Chicago Tribune – mit Associated Press

Macron, Le Pen advance to French presidential runoff with EU future at stake

 

Russland

Philipp Nießen

Rossijskaja Gaseta

Die regierungsnahe Zeitung  führt die französischen Präsidentschaftswahlen auf dem heutigen Titel, berichtet allerdings nicht über das Wahlergebnis, welches bei Redaktionsschluss der Printausgabe wohl noch nicht bekannt war. Die Zwischenstände der Wahlbeteiligung enthält der Artikel allerdings. Der Beitrag auf der heutigen Titelseite schreibt vom „Champs-Élysées Syndrom“ („Синдром Елисейских полей“ , https://cdnimg.rg.ru/pril/fascicle/3/40/12/34012-1492974109.pdf) und berichtet, dass die Wahl unter dem Eindruck des allgegenwärtigen Terrorismus in einer angespannten Lage stattfindet.

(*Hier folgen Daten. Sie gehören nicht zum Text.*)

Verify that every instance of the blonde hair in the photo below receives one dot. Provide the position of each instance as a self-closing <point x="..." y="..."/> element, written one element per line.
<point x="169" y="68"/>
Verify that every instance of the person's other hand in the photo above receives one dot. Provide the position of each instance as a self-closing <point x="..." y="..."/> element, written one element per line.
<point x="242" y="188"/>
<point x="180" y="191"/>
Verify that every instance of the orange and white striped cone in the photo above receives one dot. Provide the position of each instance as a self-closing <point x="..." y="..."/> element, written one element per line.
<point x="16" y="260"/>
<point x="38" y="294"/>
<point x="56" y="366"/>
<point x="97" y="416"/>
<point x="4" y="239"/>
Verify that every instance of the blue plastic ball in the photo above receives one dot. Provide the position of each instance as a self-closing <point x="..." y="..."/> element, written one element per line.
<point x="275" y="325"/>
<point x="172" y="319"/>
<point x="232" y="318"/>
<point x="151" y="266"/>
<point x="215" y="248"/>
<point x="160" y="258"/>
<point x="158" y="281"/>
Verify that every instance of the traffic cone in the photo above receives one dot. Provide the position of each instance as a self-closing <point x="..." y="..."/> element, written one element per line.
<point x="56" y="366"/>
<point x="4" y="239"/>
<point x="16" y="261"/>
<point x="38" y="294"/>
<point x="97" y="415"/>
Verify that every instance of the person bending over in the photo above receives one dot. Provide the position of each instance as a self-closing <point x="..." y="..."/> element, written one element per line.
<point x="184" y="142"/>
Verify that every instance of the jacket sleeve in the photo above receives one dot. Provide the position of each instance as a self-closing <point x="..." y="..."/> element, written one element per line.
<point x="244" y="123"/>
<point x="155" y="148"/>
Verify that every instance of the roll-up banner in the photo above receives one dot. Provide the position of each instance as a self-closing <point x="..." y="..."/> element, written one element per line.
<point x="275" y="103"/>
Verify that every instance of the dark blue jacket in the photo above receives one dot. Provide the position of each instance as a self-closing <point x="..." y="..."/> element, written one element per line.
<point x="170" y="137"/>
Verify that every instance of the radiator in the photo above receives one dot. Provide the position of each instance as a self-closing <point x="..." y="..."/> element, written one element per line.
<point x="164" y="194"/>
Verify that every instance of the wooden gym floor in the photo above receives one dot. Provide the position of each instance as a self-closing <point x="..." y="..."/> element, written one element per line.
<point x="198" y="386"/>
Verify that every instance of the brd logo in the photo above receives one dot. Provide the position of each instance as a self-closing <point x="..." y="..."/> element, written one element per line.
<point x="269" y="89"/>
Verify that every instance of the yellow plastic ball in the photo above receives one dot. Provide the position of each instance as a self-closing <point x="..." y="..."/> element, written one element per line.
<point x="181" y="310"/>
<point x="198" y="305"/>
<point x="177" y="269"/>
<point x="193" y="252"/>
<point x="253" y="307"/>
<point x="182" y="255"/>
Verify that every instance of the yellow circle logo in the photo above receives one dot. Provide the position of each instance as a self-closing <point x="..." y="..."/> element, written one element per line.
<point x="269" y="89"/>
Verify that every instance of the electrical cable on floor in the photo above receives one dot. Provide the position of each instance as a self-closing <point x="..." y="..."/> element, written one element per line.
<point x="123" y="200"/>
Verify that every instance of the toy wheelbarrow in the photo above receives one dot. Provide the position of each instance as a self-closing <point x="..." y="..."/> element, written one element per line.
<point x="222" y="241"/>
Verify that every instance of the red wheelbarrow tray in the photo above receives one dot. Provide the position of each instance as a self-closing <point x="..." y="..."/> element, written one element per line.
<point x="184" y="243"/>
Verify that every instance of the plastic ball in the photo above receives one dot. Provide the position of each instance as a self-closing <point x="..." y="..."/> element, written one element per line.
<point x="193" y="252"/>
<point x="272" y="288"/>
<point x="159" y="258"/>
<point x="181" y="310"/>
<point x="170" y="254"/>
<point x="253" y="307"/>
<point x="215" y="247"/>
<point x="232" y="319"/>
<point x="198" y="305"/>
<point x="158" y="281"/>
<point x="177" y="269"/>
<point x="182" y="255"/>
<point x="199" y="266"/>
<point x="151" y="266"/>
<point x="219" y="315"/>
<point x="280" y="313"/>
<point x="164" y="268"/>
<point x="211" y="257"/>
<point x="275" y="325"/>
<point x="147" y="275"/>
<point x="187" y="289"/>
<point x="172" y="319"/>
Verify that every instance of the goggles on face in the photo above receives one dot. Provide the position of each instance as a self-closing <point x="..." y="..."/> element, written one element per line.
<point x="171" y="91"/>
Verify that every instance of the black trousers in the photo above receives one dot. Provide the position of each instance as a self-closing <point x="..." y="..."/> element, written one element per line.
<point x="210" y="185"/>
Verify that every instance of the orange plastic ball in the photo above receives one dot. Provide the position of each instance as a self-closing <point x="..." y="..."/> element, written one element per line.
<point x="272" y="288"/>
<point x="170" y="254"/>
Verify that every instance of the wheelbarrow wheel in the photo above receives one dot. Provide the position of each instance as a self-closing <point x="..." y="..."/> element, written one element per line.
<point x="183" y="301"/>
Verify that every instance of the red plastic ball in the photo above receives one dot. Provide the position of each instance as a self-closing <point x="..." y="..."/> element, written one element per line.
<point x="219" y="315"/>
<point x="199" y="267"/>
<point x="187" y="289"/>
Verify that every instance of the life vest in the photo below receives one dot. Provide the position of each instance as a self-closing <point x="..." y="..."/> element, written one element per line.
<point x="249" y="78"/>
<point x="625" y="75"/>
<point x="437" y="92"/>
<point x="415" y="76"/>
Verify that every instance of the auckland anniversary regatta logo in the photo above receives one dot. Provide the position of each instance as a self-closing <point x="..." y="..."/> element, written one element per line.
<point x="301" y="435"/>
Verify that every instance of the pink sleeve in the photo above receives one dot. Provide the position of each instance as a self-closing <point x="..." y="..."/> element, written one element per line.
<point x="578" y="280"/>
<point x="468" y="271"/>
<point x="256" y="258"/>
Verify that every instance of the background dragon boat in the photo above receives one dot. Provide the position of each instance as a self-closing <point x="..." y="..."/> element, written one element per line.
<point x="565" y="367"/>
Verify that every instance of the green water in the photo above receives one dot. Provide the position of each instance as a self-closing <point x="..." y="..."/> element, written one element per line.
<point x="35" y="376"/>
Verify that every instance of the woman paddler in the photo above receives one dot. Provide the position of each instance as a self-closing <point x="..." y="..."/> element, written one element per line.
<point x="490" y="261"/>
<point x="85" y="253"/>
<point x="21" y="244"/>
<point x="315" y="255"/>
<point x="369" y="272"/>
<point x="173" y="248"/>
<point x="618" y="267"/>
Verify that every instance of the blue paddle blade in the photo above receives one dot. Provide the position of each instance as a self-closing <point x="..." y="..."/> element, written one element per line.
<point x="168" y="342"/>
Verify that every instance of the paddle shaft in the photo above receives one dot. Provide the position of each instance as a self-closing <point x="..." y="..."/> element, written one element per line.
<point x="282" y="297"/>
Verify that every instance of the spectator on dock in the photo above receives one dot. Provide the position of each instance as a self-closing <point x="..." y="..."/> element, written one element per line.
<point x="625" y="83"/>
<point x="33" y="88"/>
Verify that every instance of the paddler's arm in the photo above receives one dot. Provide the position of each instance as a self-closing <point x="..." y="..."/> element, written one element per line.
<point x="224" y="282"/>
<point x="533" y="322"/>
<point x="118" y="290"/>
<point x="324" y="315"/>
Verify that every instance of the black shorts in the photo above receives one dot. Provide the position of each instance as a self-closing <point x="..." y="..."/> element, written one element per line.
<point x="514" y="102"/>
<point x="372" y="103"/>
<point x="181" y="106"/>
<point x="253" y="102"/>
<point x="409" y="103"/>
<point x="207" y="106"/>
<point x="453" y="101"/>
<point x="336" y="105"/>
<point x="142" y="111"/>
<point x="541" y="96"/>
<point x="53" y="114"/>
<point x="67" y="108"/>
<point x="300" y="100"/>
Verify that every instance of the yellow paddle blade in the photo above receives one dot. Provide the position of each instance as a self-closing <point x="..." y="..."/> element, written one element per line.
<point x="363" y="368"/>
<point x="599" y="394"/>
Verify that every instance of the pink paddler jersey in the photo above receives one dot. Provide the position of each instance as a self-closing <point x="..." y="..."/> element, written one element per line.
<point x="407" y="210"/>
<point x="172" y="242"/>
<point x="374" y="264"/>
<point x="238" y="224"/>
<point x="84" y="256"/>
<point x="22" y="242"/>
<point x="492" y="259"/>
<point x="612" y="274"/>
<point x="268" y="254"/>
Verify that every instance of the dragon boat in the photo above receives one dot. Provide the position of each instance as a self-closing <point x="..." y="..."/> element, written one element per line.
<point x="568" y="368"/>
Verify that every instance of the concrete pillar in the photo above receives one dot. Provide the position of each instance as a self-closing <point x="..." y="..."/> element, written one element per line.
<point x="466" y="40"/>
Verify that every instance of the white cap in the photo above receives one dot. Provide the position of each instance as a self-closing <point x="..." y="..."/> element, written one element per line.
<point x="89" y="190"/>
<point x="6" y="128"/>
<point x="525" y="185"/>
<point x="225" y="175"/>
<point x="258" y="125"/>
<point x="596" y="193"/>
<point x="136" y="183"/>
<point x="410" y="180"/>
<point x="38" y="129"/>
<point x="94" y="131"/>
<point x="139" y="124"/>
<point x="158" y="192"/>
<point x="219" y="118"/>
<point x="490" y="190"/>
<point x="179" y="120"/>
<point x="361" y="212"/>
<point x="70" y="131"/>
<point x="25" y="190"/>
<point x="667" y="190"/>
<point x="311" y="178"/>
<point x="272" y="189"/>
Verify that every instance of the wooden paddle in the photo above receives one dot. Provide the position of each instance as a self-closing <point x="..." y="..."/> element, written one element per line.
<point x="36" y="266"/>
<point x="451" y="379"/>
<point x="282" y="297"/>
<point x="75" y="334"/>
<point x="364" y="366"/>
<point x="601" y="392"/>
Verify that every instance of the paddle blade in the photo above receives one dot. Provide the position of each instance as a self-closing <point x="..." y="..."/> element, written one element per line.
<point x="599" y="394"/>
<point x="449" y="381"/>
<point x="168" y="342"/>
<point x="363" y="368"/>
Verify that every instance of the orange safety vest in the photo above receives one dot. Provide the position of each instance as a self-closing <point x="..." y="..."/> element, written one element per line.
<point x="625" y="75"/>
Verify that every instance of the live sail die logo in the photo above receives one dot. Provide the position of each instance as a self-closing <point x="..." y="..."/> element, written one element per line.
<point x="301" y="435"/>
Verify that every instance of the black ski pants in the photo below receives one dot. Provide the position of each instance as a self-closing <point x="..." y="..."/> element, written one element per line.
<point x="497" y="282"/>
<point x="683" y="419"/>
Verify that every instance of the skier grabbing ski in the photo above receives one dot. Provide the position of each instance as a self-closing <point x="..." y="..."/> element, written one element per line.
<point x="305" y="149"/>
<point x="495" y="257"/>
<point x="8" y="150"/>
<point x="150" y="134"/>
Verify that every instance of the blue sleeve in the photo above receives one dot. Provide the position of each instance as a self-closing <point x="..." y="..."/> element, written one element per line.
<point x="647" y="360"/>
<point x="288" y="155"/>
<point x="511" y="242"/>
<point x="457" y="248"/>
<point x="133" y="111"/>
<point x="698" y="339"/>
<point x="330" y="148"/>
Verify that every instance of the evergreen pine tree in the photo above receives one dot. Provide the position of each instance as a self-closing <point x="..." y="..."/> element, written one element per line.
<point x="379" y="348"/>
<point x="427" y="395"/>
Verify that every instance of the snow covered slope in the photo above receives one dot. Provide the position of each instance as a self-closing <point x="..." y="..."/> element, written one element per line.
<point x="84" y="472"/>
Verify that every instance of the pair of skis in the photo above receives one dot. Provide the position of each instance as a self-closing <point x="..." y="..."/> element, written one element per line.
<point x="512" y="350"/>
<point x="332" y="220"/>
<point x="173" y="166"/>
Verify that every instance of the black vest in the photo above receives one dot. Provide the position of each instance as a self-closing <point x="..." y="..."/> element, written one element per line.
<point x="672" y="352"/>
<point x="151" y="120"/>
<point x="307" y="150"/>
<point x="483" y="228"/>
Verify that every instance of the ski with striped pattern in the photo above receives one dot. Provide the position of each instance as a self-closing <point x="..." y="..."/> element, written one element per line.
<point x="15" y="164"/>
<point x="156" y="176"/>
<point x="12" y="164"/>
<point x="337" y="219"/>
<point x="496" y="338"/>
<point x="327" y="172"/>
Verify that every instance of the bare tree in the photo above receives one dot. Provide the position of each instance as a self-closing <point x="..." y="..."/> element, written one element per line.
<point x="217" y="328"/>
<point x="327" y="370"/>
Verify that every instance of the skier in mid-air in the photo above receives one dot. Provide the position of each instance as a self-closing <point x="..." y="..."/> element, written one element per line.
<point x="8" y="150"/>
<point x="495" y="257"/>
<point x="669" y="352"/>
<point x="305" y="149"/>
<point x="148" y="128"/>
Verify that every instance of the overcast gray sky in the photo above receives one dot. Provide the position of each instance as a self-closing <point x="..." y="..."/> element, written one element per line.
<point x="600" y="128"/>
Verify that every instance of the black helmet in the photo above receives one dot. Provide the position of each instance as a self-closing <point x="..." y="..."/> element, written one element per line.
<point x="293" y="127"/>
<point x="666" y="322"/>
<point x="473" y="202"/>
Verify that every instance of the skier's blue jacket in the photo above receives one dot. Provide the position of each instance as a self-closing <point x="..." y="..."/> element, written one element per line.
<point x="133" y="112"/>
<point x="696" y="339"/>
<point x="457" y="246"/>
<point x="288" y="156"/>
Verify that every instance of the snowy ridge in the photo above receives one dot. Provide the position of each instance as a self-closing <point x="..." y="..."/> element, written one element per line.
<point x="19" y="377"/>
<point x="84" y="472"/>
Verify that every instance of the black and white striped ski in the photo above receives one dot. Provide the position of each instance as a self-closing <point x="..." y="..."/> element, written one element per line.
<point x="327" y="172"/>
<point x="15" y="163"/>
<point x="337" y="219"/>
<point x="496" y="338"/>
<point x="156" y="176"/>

Online findet sich als Aufmacher zur gestrigen Wahl der Titel „Politische Elite Frankreichs und Europas unterstützt Macron“ („Макрона поддержал политический бомонд Франции и Европы“, https://rg.ru/2017/04/24/makrona-podderzhal-politicheskij-bomond-francii-i-evropy.html) und benutzt dabei das französische Wort „Beau Monde“ (бомонд) als Wortspiel. Weiterhin heißt es im Text, dass Macron mit dem „amerikanischen Großkapital“ verbunden sei.

Kommersant

Die meistgelesene Wirtschaftszeitung des Landes behandelt die Wahlen als Aufmacher ihrer Printausgabe und titelt „Das letzte Rennen der Euroskeptiker“ („Финал конкурса евроскептиков“, http://www.kommersant.ru/daily/102914, Link auf Titelseite).

Novaya Gaseta

Die als oppositionell wahrgenommene Zeitung schreibt „Emmanuel Macron, Frankreich konnte nichts besseres mehr bekommen“ („Эмманюэль Макрон. Ничего лучше Франция получить не могла“, https://www.novayagazeta.ru/articles/2017/04/24/72262-emmanyuel-makron-nichego-luchshe-frantsiya-poluchit-ne-mogla) im Aufmacher ihrer Online-Ausgabe. In der Printausgabe der kleineren Zeitschrift erschien das Wahlergebnis heute noch nicht.

 

Großbritannien

Ulrike Franke

Großbritanniens große Tageszeitungen sehen das Wahlergebnis ganz im Mythos der französischen Revolution; Marine Le Pen habe die traditionellen Parteien an die Wand gespielt; Boulevardzeitung Sun räumt dem Ergebnis kaum Platz auf der Titelseite ein; manche Tabloids berichten gar nicht.

Belgien

Julia Wanninger

 

Medium Orientierung  Inhalte zur Wahl
La Libre Belgique eher rechts, katholisch – 17 Seiten (!) zur Wahl

– Titelseite „Emmanuel Macron grand favori face à Marine Le Pen“

– Editorial: „Une chance pour la France“

– „Un résultat qui acte la recomposition du paysage politique français“

– „Emmanuel Macron, itinéraire d’un jeune très doué“

– „Marine Le Pen, celle qui cherche à dédiaboliser l’extrême droite“

– „La victoire des hors système“

– „Le système perdant du premier tour“

Le Soir eher links – 10 Seiten zur Wahl

– Titelseite „En marche vers l’Elysée“

– „Emmanuel Macron se pose en rassembleur“

– „L’emprise grandissante du FN“

– „Les Républicains craignent l’éclatement“

– „Macron pourra plus facilement élargir son  électorat“

– „Marine Le Pen se profile déjà pour 2022“

– „Sauve qui peut la gauche sociale et social-démocrate“

LʼEcho Wirtschaftszeitung Emmanuel Macron devient le grand favori pour s’installer à l’Elysée. Mais la course n’est pas gagnée.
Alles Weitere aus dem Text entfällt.